We need to start learning the difference between words. There are words like “metonymical discontinuity” reserved for formal documents such as research papers.

There are words that we need to recognize and use only as slang terms – such as LOL, OMG, <3 and IMHO (In my humble/honest opinion).

But these terms have now bridged the divide between formal and informal since their grand entrance into The Oxford English Dictionary, as reported by The Huffington Post on March 23.

This change from “slang” to “word” raises interesting questions about the nature of language.

When Shakespeare invented 1700 words only 500 years ago, most of which are still part of our daily usage, few questioned his legitimacy.

Most of us today cannot believe that words like “bloody,” “hurry” or “road” were invented by the Bard; they are indistinguishable from “normal” English and remain intrinsic to it (“indistinguishable” and “intrinsic” are, indeed, more Shakespearean inventions).

But now that OMG and LOL have been slotted comfortably next to words like “omnipotent” and “loquacious,” we have to learn the difference between “real words” and simple acronyms.

There is some discrepancy about the idea that LOL and OMG are somehow legitimate words that deserve recognition in the official dictionary of the English language.

If these new terms can enter our official vernacular, what does it say about such contractions as “b/c” and “w/”?

The upcoming generation, believe it or not, is already beginning to use such informal terms in their English papers.

We need to see a difference between what real words are, and what are simply phrases and contractions that deserve to remain in the informal world of text messages and Facebook – not in the official documentation of our language.

There is a line that needs to be drawn.

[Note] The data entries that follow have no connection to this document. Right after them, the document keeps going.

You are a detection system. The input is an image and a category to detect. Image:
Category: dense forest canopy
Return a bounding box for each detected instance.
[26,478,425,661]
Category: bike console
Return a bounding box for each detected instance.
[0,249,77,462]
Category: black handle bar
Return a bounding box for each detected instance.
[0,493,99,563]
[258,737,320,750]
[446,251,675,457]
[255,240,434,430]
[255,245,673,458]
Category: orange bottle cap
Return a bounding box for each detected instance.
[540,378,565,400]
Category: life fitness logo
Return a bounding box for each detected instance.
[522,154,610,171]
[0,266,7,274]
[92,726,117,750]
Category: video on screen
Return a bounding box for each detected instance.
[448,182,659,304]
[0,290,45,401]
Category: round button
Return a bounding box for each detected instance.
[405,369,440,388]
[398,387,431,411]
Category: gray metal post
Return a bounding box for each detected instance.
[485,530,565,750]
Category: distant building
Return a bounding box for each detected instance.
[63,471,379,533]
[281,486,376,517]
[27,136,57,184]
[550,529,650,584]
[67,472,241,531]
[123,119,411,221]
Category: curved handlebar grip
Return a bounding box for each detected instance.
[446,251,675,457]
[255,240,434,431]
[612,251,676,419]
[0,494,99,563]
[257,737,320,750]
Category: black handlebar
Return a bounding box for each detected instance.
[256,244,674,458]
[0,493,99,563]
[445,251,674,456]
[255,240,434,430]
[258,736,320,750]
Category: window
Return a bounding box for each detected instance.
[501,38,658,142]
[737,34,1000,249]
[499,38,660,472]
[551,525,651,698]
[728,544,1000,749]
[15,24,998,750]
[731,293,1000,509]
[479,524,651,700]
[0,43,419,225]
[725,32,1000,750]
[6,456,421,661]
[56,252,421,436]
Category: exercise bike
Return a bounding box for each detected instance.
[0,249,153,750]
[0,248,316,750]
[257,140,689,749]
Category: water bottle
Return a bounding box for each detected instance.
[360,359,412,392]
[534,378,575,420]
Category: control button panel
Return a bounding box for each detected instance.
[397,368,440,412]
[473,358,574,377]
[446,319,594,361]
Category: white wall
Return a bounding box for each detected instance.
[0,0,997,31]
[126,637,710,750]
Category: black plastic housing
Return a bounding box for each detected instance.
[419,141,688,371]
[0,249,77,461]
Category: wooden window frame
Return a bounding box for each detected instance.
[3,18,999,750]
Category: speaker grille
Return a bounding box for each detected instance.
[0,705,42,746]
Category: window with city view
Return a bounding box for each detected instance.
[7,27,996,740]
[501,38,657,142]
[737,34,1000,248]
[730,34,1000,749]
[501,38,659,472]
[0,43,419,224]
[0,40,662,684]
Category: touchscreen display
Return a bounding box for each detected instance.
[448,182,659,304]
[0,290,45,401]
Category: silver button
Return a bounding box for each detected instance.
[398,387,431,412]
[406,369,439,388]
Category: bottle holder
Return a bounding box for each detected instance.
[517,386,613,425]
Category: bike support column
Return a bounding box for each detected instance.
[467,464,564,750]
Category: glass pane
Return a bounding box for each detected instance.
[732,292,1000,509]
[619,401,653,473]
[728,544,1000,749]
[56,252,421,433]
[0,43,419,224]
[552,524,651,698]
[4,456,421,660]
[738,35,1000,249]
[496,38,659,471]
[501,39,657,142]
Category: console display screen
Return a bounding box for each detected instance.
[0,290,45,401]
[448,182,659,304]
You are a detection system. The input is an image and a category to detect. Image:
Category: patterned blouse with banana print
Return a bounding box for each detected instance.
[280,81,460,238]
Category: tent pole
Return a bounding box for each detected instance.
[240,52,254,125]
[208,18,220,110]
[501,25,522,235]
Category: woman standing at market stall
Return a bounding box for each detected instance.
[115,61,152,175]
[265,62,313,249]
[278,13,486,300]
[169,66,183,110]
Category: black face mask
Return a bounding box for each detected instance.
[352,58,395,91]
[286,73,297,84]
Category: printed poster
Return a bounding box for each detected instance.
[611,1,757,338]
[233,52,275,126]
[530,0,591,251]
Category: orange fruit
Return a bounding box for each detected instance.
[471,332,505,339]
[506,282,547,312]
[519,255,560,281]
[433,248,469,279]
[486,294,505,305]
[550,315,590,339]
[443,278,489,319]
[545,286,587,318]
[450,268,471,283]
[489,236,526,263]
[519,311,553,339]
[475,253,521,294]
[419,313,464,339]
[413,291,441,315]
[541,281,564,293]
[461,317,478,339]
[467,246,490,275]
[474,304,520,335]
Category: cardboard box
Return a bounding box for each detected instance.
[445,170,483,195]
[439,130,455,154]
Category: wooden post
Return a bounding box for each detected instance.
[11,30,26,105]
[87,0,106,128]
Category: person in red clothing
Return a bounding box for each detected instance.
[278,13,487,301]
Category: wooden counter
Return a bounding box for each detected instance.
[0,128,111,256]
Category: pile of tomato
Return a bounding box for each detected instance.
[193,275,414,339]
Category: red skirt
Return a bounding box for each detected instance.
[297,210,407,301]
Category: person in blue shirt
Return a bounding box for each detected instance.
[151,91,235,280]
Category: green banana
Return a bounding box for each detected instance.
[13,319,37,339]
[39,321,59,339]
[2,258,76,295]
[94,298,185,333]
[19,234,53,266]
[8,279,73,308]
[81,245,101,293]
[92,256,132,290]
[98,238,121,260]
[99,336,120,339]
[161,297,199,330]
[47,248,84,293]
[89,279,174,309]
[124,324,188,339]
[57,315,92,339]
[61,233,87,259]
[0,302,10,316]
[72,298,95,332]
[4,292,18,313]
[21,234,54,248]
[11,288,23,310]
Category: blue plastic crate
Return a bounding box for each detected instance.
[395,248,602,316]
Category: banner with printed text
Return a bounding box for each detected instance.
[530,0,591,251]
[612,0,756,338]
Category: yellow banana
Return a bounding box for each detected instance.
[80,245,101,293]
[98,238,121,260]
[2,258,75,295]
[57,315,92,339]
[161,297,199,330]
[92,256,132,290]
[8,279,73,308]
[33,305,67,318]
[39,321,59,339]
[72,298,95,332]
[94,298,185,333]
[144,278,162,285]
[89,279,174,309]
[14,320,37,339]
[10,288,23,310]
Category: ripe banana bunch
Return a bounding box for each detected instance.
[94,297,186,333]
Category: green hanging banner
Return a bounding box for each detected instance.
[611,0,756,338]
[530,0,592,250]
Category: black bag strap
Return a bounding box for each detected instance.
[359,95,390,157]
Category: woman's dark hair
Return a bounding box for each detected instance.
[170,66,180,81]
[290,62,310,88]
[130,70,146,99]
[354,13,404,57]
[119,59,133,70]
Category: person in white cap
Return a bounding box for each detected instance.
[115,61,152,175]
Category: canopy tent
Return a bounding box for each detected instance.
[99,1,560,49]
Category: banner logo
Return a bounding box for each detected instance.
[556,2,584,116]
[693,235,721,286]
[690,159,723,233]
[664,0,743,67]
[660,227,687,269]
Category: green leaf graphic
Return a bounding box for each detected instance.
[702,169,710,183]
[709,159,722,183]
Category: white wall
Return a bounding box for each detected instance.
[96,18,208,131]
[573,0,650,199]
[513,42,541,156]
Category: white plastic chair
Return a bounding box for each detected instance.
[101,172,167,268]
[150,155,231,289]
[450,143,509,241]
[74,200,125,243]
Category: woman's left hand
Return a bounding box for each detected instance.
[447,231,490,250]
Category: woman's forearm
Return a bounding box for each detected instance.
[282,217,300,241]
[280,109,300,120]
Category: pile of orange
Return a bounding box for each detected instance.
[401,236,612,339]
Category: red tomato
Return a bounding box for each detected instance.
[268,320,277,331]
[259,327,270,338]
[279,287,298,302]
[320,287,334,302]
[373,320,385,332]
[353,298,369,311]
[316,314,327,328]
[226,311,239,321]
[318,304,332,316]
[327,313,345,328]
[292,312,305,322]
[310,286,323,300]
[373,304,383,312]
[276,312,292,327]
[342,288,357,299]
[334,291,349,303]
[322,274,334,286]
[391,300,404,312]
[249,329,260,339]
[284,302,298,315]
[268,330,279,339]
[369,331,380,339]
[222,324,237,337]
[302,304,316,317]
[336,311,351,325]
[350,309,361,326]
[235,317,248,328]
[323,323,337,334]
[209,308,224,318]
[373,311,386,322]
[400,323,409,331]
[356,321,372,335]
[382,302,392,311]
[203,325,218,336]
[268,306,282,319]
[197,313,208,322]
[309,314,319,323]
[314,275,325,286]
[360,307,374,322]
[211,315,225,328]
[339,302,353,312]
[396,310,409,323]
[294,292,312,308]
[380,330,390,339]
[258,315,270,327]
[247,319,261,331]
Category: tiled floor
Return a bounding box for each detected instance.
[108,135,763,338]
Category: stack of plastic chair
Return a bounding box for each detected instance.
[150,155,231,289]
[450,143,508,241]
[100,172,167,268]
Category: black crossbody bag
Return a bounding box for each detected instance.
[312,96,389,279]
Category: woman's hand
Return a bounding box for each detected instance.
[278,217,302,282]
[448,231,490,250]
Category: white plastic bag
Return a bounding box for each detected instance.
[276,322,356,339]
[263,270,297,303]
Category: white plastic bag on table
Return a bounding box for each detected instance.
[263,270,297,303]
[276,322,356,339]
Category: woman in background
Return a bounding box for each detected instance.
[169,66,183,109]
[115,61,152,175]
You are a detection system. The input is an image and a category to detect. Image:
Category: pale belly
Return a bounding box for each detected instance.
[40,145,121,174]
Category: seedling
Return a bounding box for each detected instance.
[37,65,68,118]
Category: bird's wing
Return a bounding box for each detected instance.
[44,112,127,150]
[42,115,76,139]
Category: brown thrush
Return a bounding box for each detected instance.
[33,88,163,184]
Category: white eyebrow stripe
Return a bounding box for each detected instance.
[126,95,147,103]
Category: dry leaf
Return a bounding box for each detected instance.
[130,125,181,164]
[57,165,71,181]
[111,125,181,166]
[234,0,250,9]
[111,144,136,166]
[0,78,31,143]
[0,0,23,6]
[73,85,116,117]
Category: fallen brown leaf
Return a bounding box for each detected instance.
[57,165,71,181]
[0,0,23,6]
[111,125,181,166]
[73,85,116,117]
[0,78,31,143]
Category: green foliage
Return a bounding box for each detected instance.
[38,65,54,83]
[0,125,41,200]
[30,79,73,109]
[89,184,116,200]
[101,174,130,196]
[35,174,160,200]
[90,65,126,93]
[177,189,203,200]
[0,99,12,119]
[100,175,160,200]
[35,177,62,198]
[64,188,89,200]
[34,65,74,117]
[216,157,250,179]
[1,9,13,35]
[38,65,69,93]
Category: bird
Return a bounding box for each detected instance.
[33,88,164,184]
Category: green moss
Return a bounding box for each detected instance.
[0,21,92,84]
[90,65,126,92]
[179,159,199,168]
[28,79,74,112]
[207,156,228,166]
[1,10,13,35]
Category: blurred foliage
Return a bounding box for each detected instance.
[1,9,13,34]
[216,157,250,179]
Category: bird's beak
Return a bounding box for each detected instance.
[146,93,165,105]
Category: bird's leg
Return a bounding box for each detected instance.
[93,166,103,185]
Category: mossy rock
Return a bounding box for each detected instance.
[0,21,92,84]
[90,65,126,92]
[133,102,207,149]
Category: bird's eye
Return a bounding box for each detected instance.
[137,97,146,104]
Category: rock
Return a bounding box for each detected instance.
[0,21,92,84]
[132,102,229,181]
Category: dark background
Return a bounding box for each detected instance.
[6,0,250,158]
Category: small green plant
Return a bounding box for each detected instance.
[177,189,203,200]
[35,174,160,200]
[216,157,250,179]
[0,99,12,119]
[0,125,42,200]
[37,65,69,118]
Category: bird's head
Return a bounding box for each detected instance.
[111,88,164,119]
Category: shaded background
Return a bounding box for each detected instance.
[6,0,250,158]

While we should celebrate the evolution of language and the myriad of colorful and ebullient ways we express ourselves, we should also leave room for “old school” methods of communication.

We stand to lose the basics of English in the face of these rapid changes. So before we can LOL, we need to laugh out loud.

Shakespeare might say that “brevity is the soul of wit,” but we say that longevity is the heart of enduring, intelligent language.